A year back I had a good time reviewing the financial food chain and how it may affect one's value system. In that riff I covered a broad range of income levels from minimum wage all the way up to Warren Buffet+ money. This morning I'll explore why hourly pay dominates the job market, and review perceived limitations which shape today's earnings structures.

The macro trend is that service based businesses gravitate towards hourly pay (outside of sales), while product businesses allow for earnings based on other statistics, like number of products shipped, while penalizing defects or returns.

Let's start off with reasons why paying by the hour is a gold standard in the majority of todays businesses:

  1. It's easy to evaluate. An employee works 10 hours, their paycheck is 10 times their hourly rate
  2. It boils individuals down into a predictable resource. This way workers can be quantized into discrete bins, to assist in estimating project costs.

    This is common for service companies which provide and charge a fee on top of labor. Project managers aren't allowed to apply bundles of capital against individual tasks without having a body count behind it.

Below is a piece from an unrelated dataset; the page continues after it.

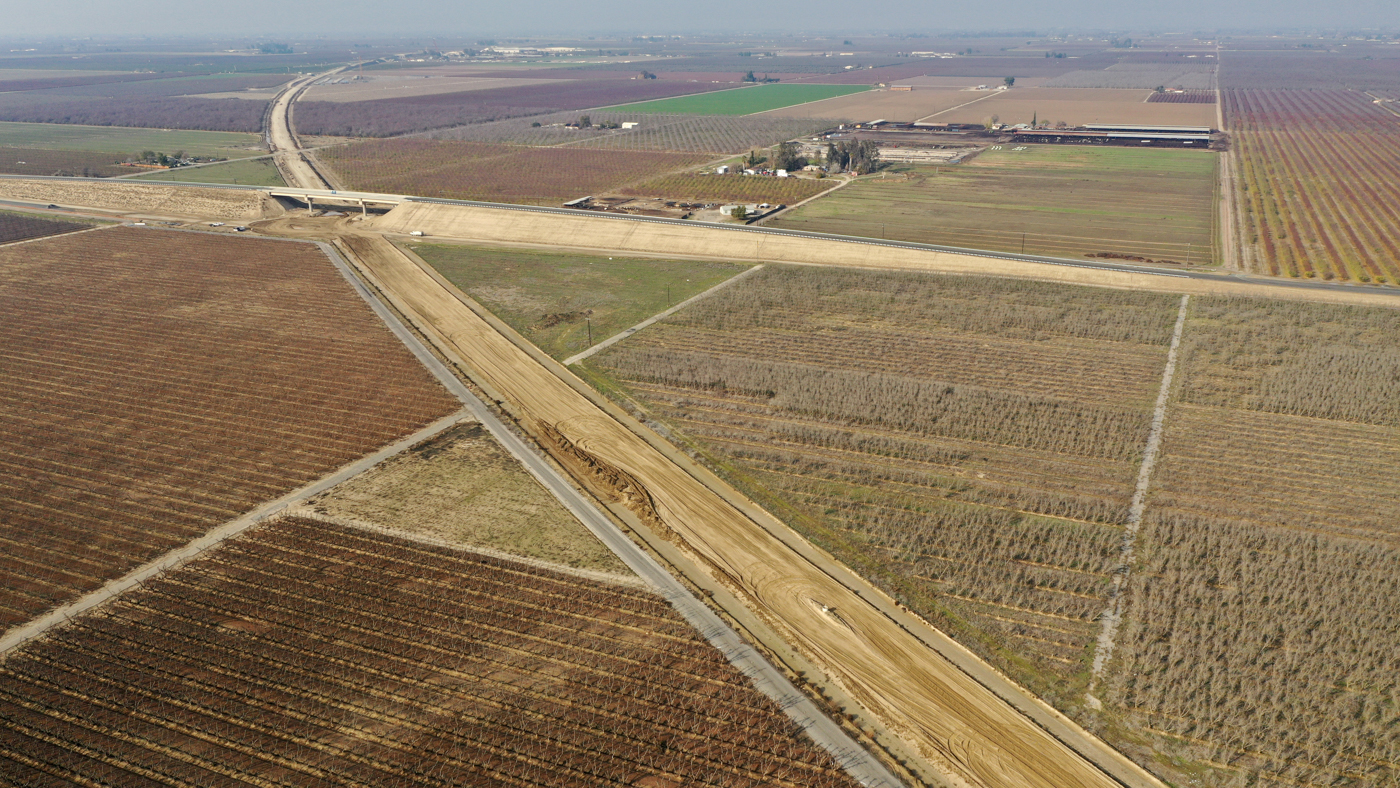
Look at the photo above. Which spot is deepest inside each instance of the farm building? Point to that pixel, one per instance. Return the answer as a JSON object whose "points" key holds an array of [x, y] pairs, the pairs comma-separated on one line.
{"points": [[1087, 136]]}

    Hourly rates aid in estimating cost for specific contracts and competitive bids. Potential clients can judge companies based on bids and their rates, which is the base plus overhead charged on man hours

  3. Related to the above rationale, specific clients and customers have their own constraints on acceptable hourly pay. Consider an extreme case:

    Certain customers gladly pay a senior manager egomaniacal blowhard (EB) with credentials 5-10x the rate of a hard working hacker out of school. This holds true even when the young tech will end up doing the lion's share of building a working product. In addition they'll do so while dealing with the regular interruption of pointless status meetings to assuage leaderships' egos. Even if the project is a smashing success the credit and earned value will go to the EB. I count myself fortunate for working with great hands on project leads, even if they are a little egomaniacal ;).

    I'd have no qualms paying the kid with the technical chops a lump sum, and skipping the middle management and coworker tier all together. But my line of thinking doesn't fit well into large bureaucratic enterprise systems.

The above are just a few of the reasons why hourly income is the most prevalent form of payment, and I'm confident you could tack on many more of your own forcing functions. Now that we've covered reasons for hourly pay, let's look at variations in earnings systems.

Alternative Income Systems

It's only by peeking outside the circus tent of enterprise America that we can begin to see more rational reward systems. Far beyond BigCo negotiated executive salary wonderland, the higher pay brackets are all based on investment returns and measured company growth.

If your effort results in X% revenue growth or profits, then your income is Y% of that increase. This works fantastic in finance, affiliate marketing, and is effective for motivating and retaining business leadership. There's limited space for the bullshit factor in this earnings systems, making it near and dear to my heart. I love bs'ing, I just don't believe in getting paid for it.

Even for strategic leaders, determining how much growth is based on their direct efforts is fuzzy. Was the growth product based? Was it marketing? Did the market itself grow drastically faster than your business? It's hard to judge what fraction of corporate growth is a function of individual contributions beyond the finance industry, limiting this model's adoption outside of sales positions.

Price fixed projects
Shrewd consultants and companies with strong customer relationships take on cost fixed contracts. They are hesitant to do so with new clients due to ill defined or open ended projects and expectations. For those conditions periodic negotiated rates fit the unknown task better.

The structure of cost fixed projects falls under a product based business umbrella. It's a single customized product, but client and company expectations are made clear before work commences. Profit margins are based on execution efficiency, a thing of beauty.